La parola “madri” include tutte le persone che hanno dato origine alla fase pionieristica della Gakkai, anche i padri. Questo è un punto molto importante.
Ora nella Gakkai abbiamo magnifici Training center e splendidi Centri culturali dislocati in varie località. La Gakkai è di fatto diventata la prima organizzazione religiosa in Giappone. Ma per giungere a questo risultato, i vostri padri e le vostre madri, così come numerosi compagni più “anziani” nella fede, hanno dovuto lottare disperatamente, diventando protagonisti di storie commoventi. Benché disprezzati e considerati un gruppo di poveri e malati, e benché costretti a lottare contro pregiudizi e calunnie nate da vari fraintendimenti, senza retrocedere di un solo passo si sono dedicati con tutte le forze, pieni di entusiasmo, alla propagazione del Buddismo del Daishonin.

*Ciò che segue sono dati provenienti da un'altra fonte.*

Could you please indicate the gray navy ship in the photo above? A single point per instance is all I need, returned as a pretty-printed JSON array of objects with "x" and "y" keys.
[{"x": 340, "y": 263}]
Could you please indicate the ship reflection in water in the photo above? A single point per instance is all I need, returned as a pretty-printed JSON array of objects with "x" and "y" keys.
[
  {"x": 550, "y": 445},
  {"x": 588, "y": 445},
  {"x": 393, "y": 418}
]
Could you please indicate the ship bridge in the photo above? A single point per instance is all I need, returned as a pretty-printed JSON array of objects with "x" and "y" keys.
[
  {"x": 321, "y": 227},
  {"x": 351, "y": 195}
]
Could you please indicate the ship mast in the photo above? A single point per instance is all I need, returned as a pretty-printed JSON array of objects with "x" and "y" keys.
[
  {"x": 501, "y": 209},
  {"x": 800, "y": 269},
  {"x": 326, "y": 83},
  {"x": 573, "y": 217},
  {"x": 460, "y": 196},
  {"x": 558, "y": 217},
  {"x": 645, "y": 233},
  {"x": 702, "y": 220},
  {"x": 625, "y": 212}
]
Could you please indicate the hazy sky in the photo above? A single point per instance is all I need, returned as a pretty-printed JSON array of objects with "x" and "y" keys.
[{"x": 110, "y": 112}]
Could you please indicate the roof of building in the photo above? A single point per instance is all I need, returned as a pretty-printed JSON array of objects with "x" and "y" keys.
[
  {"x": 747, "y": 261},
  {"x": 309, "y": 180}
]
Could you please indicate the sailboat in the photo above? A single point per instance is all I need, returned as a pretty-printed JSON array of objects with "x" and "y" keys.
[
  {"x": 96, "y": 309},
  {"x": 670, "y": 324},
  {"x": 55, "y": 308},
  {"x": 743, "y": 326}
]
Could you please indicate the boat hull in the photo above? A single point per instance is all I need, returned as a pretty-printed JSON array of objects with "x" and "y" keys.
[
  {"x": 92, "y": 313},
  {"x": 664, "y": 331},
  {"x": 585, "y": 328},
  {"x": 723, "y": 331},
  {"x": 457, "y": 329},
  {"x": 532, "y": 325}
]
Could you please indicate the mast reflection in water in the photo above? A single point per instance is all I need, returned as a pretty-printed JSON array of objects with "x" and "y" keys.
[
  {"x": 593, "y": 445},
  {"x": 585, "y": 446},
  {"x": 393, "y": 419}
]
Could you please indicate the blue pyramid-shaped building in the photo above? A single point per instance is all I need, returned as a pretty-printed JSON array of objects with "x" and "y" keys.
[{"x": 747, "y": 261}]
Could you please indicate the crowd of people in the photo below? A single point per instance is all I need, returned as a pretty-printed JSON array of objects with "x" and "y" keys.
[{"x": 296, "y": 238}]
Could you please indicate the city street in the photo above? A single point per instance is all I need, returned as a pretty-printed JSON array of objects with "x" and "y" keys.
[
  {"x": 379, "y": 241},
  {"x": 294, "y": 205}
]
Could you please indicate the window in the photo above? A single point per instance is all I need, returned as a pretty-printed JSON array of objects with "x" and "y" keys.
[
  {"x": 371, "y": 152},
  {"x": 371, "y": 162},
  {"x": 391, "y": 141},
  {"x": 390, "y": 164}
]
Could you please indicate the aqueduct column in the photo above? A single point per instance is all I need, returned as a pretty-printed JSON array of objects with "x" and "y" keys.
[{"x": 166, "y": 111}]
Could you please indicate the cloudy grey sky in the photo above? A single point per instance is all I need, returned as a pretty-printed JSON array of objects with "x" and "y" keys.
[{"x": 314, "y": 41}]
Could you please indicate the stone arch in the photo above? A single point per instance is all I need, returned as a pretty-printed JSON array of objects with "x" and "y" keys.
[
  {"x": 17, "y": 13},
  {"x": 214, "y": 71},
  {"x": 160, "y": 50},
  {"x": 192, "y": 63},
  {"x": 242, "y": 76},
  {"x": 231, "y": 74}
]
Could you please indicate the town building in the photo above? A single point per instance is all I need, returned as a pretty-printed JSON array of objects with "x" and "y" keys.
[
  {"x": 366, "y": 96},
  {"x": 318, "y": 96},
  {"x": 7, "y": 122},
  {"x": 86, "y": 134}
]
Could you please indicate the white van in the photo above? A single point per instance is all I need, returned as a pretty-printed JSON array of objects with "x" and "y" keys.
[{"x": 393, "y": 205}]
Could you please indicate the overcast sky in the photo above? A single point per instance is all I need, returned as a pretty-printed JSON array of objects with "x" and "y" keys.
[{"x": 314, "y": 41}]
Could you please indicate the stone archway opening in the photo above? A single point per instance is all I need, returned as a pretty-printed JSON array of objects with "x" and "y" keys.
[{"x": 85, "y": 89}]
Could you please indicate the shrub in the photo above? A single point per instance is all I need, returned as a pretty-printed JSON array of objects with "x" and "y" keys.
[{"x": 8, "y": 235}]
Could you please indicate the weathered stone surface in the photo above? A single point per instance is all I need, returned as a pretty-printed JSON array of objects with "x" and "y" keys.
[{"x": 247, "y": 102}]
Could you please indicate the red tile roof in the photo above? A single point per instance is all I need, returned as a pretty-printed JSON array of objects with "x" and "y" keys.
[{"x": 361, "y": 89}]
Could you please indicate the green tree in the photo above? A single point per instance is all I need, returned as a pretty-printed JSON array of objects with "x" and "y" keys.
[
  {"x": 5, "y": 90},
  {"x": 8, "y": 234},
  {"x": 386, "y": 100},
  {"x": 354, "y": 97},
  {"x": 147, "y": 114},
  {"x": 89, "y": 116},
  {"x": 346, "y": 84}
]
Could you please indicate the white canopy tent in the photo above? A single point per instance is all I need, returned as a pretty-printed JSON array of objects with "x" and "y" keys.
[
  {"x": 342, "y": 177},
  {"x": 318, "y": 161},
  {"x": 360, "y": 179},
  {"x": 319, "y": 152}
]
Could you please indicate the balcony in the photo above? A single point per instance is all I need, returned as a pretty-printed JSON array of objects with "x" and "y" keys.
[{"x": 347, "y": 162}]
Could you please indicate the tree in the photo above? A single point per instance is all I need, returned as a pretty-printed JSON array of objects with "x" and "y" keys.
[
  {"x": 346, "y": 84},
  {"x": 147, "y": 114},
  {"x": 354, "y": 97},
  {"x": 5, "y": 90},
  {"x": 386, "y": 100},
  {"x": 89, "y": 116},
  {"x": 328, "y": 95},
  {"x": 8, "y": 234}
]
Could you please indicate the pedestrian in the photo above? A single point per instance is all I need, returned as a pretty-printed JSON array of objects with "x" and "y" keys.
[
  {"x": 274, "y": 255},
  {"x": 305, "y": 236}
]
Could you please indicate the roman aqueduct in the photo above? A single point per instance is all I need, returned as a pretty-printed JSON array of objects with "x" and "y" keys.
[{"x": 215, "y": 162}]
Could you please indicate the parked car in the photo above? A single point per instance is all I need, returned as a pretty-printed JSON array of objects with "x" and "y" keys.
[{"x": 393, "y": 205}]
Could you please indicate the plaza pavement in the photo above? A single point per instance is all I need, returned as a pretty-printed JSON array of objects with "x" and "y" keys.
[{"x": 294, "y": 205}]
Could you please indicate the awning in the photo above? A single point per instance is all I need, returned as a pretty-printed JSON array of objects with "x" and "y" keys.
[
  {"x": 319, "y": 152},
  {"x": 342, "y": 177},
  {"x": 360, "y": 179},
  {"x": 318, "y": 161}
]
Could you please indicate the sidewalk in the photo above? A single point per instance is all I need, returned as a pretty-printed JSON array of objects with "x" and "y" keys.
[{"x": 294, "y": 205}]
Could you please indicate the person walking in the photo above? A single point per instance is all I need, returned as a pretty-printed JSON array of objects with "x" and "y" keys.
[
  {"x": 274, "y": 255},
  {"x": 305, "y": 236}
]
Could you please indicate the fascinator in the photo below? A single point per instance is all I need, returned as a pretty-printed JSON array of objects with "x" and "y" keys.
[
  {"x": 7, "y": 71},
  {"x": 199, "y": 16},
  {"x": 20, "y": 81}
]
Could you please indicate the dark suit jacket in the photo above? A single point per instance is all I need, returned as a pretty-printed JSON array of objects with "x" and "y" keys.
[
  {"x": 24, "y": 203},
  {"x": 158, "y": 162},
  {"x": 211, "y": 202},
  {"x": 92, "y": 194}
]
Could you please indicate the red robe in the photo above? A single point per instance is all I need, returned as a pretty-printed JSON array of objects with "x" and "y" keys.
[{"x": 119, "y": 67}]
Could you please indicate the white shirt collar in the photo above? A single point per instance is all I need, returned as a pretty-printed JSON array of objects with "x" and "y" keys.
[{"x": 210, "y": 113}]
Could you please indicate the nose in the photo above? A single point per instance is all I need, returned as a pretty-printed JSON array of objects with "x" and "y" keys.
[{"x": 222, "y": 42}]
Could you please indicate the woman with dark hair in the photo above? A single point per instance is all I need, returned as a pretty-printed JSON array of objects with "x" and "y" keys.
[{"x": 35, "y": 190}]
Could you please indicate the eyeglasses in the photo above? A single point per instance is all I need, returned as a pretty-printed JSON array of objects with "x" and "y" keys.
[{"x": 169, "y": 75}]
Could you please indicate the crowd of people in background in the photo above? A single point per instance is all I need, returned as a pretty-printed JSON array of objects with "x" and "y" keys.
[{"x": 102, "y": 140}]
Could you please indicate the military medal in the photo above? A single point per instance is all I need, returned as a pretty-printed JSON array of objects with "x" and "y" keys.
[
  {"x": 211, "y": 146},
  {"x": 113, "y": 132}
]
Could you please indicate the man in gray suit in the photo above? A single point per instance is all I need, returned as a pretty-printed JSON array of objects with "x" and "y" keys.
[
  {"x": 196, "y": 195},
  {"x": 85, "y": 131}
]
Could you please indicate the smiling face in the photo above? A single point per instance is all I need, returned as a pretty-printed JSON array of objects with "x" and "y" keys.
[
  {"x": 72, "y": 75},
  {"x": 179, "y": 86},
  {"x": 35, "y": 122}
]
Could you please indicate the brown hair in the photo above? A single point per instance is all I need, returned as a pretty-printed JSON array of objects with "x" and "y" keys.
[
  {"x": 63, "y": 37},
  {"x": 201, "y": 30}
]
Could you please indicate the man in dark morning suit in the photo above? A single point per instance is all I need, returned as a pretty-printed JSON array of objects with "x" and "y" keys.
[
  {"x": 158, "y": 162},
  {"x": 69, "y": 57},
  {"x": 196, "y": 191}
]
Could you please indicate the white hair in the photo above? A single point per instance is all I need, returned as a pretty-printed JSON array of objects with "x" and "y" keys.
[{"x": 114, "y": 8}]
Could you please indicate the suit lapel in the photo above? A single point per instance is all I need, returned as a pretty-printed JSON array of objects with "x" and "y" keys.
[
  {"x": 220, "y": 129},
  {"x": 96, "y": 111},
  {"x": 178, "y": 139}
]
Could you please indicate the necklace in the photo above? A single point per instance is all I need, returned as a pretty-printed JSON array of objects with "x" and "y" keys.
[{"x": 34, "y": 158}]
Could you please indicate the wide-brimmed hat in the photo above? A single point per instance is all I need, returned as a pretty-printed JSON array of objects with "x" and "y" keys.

In qualsiasi situazione, per quanto amara o dolorosa, questi compagni erano sempre pieni di speranza poiché avevano la convinzione che i loro bambini, ovvero tutti voi, i loro successori, sarebbero cresciuti magnificamente, diventando fieri leader di kosen-rufu e nella società. Per questo hanno resistito pensando “Aspettate e vedrete!”, “Noi non cederemo mai!”. Cercate di non tradire per nessuna ragione le aspettative dei vostri padri e delle vostre madri. Chi tradisce la loro fiducia è un ingrato. Diventate tutti delle persone di cui si possa dire: “Uno dopo l’altro, sono cresciuti dei nobili successori. Essi rappresentano il nostro più grande orgoglio!”».
Shin’ichi fece delle correzioni dalla prima alla terza strofa, in più di trenta punti.
«Ci rifletterò ancora. Voglio lasciare ai giovani una magnifica canzone che possa essere cantata per l’eternità. Completiamo dunque una canzone che diventi la dichiarazione del nostro passaggio “dalla difensiva all’offensiva” per il conseguimento di kosen-rufu».
Quel giorno Shin’ichi lavorò fino a tarda notte per perfezionare il testo. Continuò a rifletterci infondendo il suo spirito in ogni parola.